There was, however, another kind of slave. They were “bound” into service to their masters with a legal agreement. But this situation was much like the position of indentured servant that was quite common among white Europeans during the American colonial period. Certainly, they weren’t free to leave their masters without a change in the legal situation. Certainly, they had fewer rights than legally free people. But it was nothing like the race-based chattel-slavery that took place in America during the nineteenth century. Some translations of the Bible translate this type as “bond-servant” which is probably a better term. There were huge numbers of this sort of “slave” in the world at this time. Many of these people were “slaves” only for a period of their life – ten or twenty years. Most of them reasonably expected to – and did, in fact – gain their freedom at some point in life. They were paid for their work, which basically defies the description of “slave.” They could own property themselves – in fact, there are records of slaves owning slaves! They could marry, and have families, and their “owners” could not separate them from their families.
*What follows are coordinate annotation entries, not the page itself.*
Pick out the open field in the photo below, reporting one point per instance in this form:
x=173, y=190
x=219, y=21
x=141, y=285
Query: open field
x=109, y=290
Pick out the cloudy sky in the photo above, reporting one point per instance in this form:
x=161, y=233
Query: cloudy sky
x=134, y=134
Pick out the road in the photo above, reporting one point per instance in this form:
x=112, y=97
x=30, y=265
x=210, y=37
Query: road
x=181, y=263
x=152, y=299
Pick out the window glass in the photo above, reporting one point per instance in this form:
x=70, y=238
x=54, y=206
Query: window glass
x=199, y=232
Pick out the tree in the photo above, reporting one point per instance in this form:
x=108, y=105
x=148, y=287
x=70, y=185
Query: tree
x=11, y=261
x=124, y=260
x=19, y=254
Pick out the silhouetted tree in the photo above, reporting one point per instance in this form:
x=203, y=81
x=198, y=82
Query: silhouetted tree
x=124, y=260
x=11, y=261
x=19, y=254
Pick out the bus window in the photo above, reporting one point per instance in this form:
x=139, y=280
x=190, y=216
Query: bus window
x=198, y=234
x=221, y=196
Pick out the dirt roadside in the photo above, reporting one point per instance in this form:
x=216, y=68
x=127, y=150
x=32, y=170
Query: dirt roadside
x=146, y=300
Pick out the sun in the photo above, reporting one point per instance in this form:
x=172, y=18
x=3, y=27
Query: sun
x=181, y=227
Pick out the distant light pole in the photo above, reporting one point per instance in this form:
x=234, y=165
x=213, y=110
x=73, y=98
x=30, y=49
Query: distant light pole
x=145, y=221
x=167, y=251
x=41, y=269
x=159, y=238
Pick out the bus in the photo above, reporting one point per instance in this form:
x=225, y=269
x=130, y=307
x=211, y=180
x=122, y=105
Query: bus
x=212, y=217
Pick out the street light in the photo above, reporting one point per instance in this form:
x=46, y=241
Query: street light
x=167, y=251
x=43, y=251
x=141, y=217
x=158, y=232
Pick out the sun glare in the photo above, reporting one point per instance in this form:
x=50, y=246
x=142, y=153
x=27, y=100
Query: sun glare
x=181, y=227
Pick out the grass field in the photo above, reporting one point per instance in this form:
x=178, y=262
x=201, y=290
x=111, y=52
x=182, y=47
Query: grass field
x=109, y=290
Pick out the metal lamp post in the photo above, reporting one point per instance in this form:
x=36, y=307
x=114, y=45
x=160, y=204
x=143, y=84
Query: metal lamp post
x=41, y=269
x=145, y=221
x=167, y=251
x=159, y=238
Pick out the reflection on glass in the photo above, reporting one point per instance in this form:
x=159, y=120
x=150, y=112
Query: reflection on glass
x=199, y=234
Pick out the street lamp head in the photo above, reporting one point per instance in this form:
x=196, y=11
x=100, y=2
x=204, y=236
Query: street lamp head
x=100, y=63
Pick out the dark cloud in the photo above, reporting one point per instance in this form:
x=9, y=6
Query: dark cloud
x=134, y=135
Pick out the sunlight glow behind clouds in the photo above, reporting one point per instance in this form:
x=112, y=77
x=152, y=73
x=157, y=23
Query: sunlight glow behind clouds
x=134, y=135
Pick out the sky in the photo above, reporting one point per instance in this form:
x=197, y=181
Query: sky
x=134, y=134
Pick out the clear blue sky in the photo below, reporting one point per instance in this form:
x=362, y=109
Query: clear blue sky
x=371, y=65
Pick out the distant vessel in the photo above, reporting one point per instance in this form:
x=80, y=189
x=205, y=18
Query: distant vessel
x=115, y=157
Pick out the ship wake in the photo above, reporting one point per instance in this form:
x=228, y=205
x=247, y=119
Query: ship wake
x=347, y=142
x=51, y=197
In those days, a slave with an important job for a wealthy, noble family, was often far better off than a free person trying to make a living on their own.

Now, let’s talk about the specific reasons Paul wrote this letter. As far as we know, Paul himself never went to Colossae. For a time, he planted house churches in Ephesus, and apparently, a man from Colossae, named Epaphras, visited Ephesus while Paul was working there. Epaphras became a Christian while he was in Ephesus, and then returned home to Colossae, where he started teaching people to follow Jesus. Many people there became Christians, and one or more house churches were established there. We know that one of the Christians was man named Philemon, and another one was Philemon’s bond-servant, Onesimus.

A few years later, Paul was a prisoner in Rome, under house arrest, with a fair amount of freedom as he awaited an audience with Caesar. This man Epaphras came to help and encourage him. It appears that Paul had a long talk with Epaphras about how things were going with the church in Colossae, and Paul wrote this letter in response to that conversation.

There were already several people in Rome with Paul, including the slave named Onesimus. In addition there was a man from Ephesus named Tychicus (tik-ki-kis). Tychicus is mentioned several times in the New Testament. It appears that he often traveled with Paul as part of his ministry team, and Paul thought very highly of him. After the arrival of Epaphras, Paul wrote letters to the Ephesians (the one we have in our Bible) and possibly another letter to Laodicea, which has been lost. By the way, I like that we know that. It shows that God was in control of what went into the Bible. Not everything Paul wrote was supposed to be part of the Bible, so God, in his providence, allowed that letter to be lost, while, in his providence, others were preserved.

In addition to that lost letter, Paul also wrote this letter to the Colossians, and a letter to Philemon, whom I mentioned above. That letter is also part of the Bible. Tychicus was given the task of carrying the letters to Ephesus and beyond, and also encouraging the Christians in those cities.

All right, with all this background, I want to do something a little different. We will take the text piece by piece, as I normally do. However, it is very helpful to have a sense of the whole thing before we examine each little part. Therefore, please end your time by reading the entire book of Colossians at one sitting, right now. It took me eleven minutes to do so out loud in the spoken version of this sermon. If you prefer to listen to that, it starts at 26:11 in the recorded sermon. As you do so, write down anything that strikes you, and especially, jot down any questions that come up from what you read. However, jot quickly, and keep reading, so you have a sense for what the whole letter feels like.

Let the Holy Spirit speak to you today through the text!